Unnamed: 0,year,hare,lynx,carrot
0,1900,30000.0,4000.0,48300
1,1901,47200.0,6100.0,48200
2,1902,70200.0,9800.0,41500
3,1903,77400.0,35200.0,38200
4,1904,36300.0,59400.0,40600


In [30]:
# 8<-------------------------
def print_summary(df, decimals=2):
    for col in df.columns:
        print("column: {}".format(col))
        print("mean: {}"  .format(np.round(np.mean(   df[col]), decimals)))
        print("median: {}".format(np.round(np.median( df[col]), decimals)))
        print("min: {}"   .format(np.round(np.min(    df[col]), decimals)))
        print("max: {}"   .format(np.round(np.max(    df[col]), decimals)))
        print("std: {}"   .format(np.round(np.std(    df[col]), decimals)))
        print()
        
        
print_summary(population, decimals=3)

column: year
mean: 1910.0
median: 1910.0
min: 1900
max: 1920
std: 6.055

column: hare
mean: 34080.952
median: 25400.0
min: 7600.0
max: 77400.0
std: 20897.906

column: lynx
mean: 20166.667
median: 12300.0
min: 4000.0
max: 59400.0
std: 16254.592

column: carrot
mean: 42400.0
median: 41800.0
min: 36700
max: 48300
std: 3322.506



## Python modules

A Python module is a collection of reusable functions. You can create a module by putting some function definitions in a file with the extension `.py`. For example, put some of the functions you defined above in a file called `functions.py`. You can then use them from any notebook or other Python code by importing like this:

```python
from functions import * 
```
This will import all functions from this module, and they can be used directly.

The alternative is:

```python
import functions as F
```
where `F` is some shortened name. If your module have the function `scale`, you will then call it as `F.scale`.

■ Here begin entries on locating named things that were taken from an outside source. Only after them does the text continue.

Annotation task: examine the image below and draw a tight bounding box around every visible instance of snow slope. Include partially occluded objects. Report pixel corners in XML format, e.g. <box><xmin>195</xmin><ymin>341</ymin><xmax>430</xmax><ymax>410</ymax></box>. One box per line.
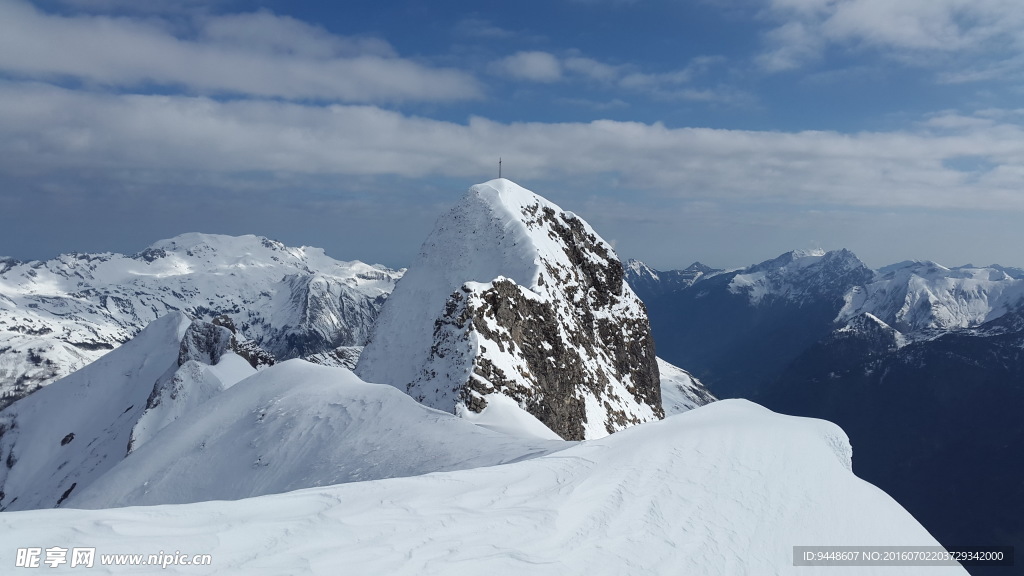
<box><xmin>0</xmin><ymin>399</ymin><xmax>966</xmax><ymax>576</ymax></box>
<box><xmin>657</xmin><ymin>358</ymin><xmax>717</xmax><ymax>416</ymax></box>
<box><xmin>0</xmin><ymin>234</ymin><xmax>401</xmax><ymax>406</ymax></box>
<box><xmin>729</xmin><ymin>250</ymin><xmax>873</xmax><ymax>305</ymax></box>
<box><xmin>836</xmin><ymin>261</ymin><xmax>1024</xmax><ymax>336</ymax></box>
<box><xmin>356</xmin><ymin>179</ymin><xmax>664</xmax><ymax>440</ymax></box>
<box><xmin>0</xmin><ymin>312</ymin><xmax>255</xmax><ymax>510</ymax></box>
<box><xmin>65</xmin><ymin>360</ymin><xmax>572</xmax><ymax>508</ymax></box>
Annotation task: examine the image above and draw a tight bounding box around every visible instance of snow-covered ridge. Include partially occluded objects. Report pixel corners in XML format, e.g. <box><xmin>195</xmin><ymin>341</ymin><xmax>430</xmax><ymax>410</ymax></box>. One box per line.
<box><xmin>836</xmin><ymin>261</ymin><xmax>1024</xmax><ymax>335</ymax></box>
<box><xmin>623</xmin><ymin>259</ymin><xmax>722</xmax><ymax>300</ymax></box>
<box><xmin>0</xmin><ymin>399</ymin><xmax>966</xmax><ymax>576</ymax></box>
<box><xmin>0</xmin><ymin>312</ymin><xmax>571</xmax><ymax>510</ymax></box>
<box><xmin>356</xmin><ymin>179</ymin><xmax>663</xmax><ymax>440</ymax></box>
<box><xmin>0</xmin><ymin>234</ymin><xmax>402</xmax><ymax>403</ymax></box>
<box><xmin>729</xmin><ymin>249</ymin><xmax>873</xmax><ymax>305</ymax></box>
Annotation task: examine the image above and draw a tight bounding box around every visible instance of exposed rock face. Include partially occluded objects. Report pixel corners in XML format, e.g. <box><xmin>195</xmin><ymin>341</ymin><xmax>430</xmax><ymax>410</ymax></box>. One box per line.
<box><xmin>356</xmin><ymin>179</ymin><xmax>665</xmax><ymax>440</ymax></box>
<box><xmin>178</xmin><ymin>322</ymin><xmax>234</xmax><ymax>366</ymax></box>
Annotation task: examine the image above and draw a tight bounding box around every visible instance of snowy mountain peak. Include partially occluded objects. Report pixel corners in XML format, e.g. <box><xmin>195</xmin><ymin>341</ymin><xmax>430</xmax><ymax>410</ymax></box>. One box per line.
<box><xmin>356</xmin><ymin>179</ymin><xmax>664</xmax><ymax>440</ymax></box>
<box><xmin>836</xmin><ymin>260</ymin><xmax>1024</xmax><ymax>337</ymax></box>
<box><xmin>0</xmin><ymin>233</ymin><xmax>402</xmax><ymax>407</ymax></box>
<box><xmin>729</xmin><ymin>249</ymin><xmax>874</xmax><ymax>304</ymax></box>
<box><xmin>623</xmin><ymin>259</ymin><xmax>721</xmax><ymax>301</ymax></box>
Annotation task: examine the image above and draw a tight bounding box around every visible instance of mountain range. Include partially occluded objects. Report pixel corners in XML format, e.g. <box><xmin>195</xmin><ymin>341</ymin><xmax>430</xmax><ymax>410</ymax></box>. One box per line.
<box><xmin>0</xmin><ymin>234</ymin><xmax>403</xmax><ymax>407</ymax></box>
<box><xmin>0</xmin><ymin>179</ymin><xmax>983</xmax><ymax>574</ymax></box>
<box><xmin>627</xmin><ymin>250</ymin><xmax>1024</xmax><ymax>573</ymax></box>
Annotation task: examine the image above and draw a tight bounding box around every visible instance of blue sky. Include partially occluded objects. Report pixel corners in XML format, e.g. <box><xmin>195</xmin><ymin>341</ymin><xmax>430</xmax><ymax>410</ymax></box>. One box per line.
<box><xmin>0</xmin><ymin>0</ymin><xmax>1024</xmax><ymax>269</ymax></box>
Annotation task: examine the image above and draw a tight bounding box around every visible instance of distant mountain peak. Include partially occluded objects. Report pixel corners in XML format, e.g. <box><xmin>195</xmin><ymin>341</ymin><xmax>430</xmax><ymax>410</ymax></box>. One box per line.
<box><xmin>729</xmin><ymin>249</ymin><xmax>874</xmax><ymax>304</ymax></box>
<box><xmin>356</xmin><ymin>179</ymin><xmax>664</xmax><ymax>440</ymax></box>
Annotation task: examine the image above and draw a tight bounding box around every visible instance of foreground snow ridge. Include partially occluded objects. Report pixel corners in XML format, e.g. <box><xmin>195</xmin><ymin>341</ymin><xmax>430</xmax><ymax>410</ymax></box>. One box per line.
<box><xmin>0</xmin><ymin>400</ymin><xmax>966</xmax><ymax>576</ymax></box>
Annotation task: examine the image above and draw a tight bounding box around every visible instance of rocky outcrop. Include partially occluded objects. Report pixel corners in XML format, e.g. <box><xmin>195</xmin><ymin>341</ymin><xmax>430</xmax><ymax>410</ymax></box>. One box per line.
<box><xmin>356</xmin><ymin>179</ymin><xmax>665</xmax><ymax>440</ymax></box>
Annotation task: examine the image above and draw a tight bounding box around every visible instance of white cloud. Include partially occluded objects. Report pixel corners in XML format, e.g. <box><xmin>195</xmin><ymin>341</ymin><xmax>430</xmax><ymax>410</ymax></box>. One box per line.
<box><xmin>0</xmin><ymin>0</ymin><xmax>480</xmax><ymax>101</ymax></box>
<box><xmin>758</xmin><ymin>0</ymin><xmax>1024</xmax><ymax>72</ymax></box>
<box><xmin>490</xmin><ymin>51</ymin><xmax>750</xmax><ymax>104</ymax></box>
<box><xmin>455</xmin><ymin>17</ymin><xmax>516</xmax><ymax>40</ymax></box>
<box><xmin>492</xmin><ymin>51</ymin><xmax>562</xmax><ymax>82</ymax></box>
<box><xmin>0</xmin><ymin>83</ymin><xmax>1024</xmax><ymax>211</ymax></box>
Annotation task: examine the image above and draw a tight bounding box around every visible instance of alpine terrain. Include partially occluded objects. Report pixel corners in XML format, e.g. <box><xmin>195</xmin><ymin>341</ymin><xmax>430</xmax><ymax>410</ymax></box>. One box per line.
<box><xmin>630</xmin><ymin>251</ymin><xmax>1024</xmax><ymax>574</ymax></box>
<box><xmin>0</xmin><ymin>234</ymin><xmax>401</xmax><ymax>407</ymax></box>
<box><xmin>355</xmin><ymin>179</ymin><xmax>665</xmax><ymax>440</ymax></box>
<box><xmin>0</xmin><ymin>180</ymin><xmax>974</xmax><ymax>576</ymax></box>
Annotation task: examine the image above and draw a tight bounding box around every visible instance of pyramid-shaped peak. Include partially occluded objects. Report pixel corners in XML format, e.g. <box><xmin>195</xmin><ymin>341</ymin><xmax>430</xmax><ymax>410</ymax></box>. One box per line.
<box><xmin>356</xmin><ymin>178</ymin><xmax>663</xmax><ymax>439</ymax></box>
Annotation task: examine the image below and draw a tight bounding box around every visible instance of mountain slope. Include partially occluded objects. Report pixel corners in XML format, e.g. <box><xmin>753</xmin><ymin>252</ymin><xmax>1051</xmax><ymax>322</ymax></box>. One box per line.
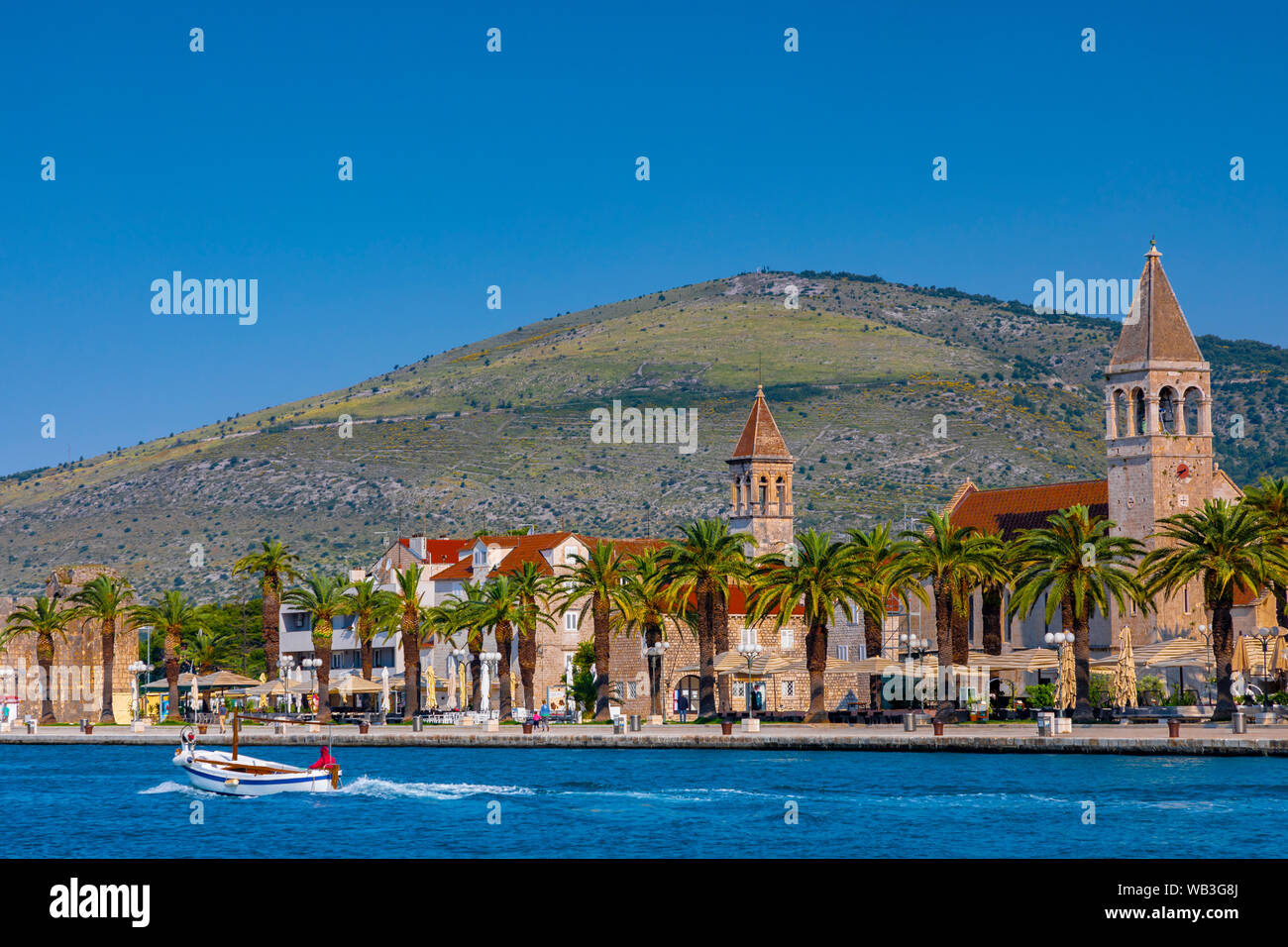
<box><xmin>0</xmin><ymin>271</ymin><xmax>1288</xmax><ymax>595</ymax></box>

## Imports inside modules (IMPORTANT)
The module must import everything it uses. For example, if your module `functions` uses numpy, then it needs to import it at the top of the file. It is not sufficient for the notebook which uses the module functions to import numpy.

Try this in a new notebook.


**For the programming exam you will submit Python modules with some function definitions.** 
Make sure you understand this concept if you haven't seen it before.